Nonpartisan losses for conservatives
A theme is starting to emerge: Conservative priorities and picks are not winning nonpartisan battles.
2022's anti-abortion Amendment 2 lost. Also that year, two Kentucky Supreme Court candidates and one Franklin Circuit Court candidate ran as openly "conservative" and received heavy backing from conservative groups; all of them lost handily.
This year, the largely GOP-backed Amendment 2 lost, and Goodwine beat the Republican-supported Erin Izzo.
One difference this year compared to years prior is how loudly Beshear supported the Supreme Court candidate. Beshear and his political groups committed early to Goodwine, who delivered his oath of office for his second inauguration.
What this means for conservative behavior on nonpartisan measures like court races and ballot measures is uncertain, but there may have already been a shift in the way Goodwine's race was handled.
Though the Kentucky Supreme Court District 5 did support Trump in 2020, and by a wider margin in 2024, conservative organizations didn't try to pump nearly as much money to support her as they did for previous conservative-branded judicial candidates.
The balance of the Kentucky Supreme Court is not nearly as well-documented as the Supreme Court of the United States. But, many Republicans groan at the current makeup.

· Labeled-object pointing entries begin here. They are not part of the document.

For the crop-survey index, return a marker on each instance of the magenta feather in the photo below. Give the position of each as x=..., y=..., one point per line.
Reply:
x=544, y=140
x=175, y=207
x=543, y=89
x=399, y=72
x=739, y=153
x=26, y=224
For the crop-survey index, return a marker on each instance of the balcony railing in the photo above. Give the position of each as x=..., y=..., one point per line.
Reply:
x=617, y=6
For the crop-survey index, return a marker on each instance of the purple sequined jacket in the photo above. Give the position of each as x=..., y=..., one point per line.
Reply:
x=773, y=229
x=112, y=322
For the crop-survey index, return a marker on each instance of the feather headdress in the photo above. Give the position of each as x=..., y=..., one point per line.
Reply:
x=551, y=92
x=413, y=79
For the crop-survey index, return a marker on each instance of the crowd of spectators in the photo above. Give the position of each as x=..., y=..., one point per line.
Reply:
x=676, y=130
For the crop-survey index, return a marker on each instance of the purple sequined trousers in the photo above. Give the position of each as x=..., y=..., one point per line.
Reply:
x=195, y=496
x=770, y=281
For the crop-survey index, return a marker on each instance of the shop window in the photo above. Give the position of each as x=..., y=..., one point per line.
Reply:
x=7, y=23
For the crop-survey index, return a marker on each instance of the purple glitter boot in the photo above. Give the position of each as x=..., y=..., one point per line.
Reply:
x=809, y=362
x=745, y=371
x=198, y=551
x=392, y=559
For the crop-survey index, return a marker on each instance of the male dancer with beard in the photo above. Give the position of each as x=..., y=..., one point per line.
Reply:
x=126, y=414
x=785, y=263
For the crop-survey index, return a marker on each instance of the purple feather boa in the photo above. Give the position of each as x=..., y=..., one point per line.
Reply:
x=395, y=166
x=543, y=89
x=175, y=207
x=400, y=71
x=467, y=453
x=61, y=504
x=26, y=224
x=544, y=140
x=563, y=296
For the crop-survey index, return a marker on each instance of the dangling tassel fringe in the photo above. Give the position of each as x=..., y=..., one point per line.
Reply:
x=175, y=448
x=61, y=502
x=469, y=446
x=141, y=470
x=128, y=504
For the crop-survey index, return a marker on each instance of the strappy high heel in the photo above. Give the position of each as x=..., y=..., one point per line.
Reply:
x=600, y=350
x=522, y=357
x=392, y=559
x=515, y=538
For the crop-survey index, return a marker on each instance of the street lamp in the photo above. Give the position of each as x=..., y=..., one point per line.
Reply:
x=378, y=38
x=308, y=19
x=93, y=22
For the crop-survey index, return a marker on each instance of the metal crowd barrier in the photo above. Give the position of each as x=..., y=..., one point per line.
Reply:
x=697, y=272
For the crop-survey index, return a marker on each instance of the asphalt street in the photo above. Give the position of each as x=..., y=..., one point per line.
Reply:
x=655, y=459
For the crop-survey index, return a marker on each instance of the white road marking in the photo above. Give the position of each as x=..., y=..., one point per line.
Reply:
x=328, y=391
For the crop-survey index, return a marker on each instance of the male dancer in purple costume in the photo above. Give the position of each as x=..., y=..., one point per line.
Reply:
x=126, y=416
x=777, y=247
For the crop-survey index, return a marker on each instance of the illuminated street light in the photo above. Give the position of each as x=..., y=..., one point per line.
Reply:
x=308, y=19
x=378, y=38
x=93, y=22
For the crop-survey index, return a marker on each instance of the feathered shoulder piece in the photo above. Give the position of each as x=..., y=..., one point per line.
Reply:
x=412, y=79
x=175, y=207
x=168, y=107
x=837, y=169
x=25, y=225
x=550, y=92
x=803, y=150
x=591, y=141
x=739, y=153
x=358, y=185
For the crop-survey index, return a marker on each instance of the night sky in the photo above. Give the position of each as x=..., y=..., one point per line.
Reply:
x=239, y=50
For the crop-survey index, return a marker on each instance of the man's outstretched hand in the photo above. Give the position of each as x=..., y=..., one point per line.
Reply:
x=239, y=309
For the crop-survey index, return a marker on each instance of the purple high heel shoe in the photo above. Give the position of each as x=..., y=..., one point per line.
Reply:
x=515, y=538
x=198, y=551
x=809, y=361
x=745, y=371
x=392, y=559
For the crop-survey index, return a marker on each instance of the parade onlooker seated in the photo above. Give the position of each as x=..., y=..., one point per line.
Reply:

With Goodwine's win, GOP groups have gone out of their way to try and defeat at least three different justices – Shea Nickell, Kelly Thompson and Michelle Keller.
It's unclear what the downstream effect of this will be.
However, some Republicans in Frankfort foresee a court that will be willing to go against them in certain situations. This could be a new battleground in Frankfort, as the legislature is dominated by Republicans who hold four-fifths majorities and Beshear could be replaced by a Republican in 2027.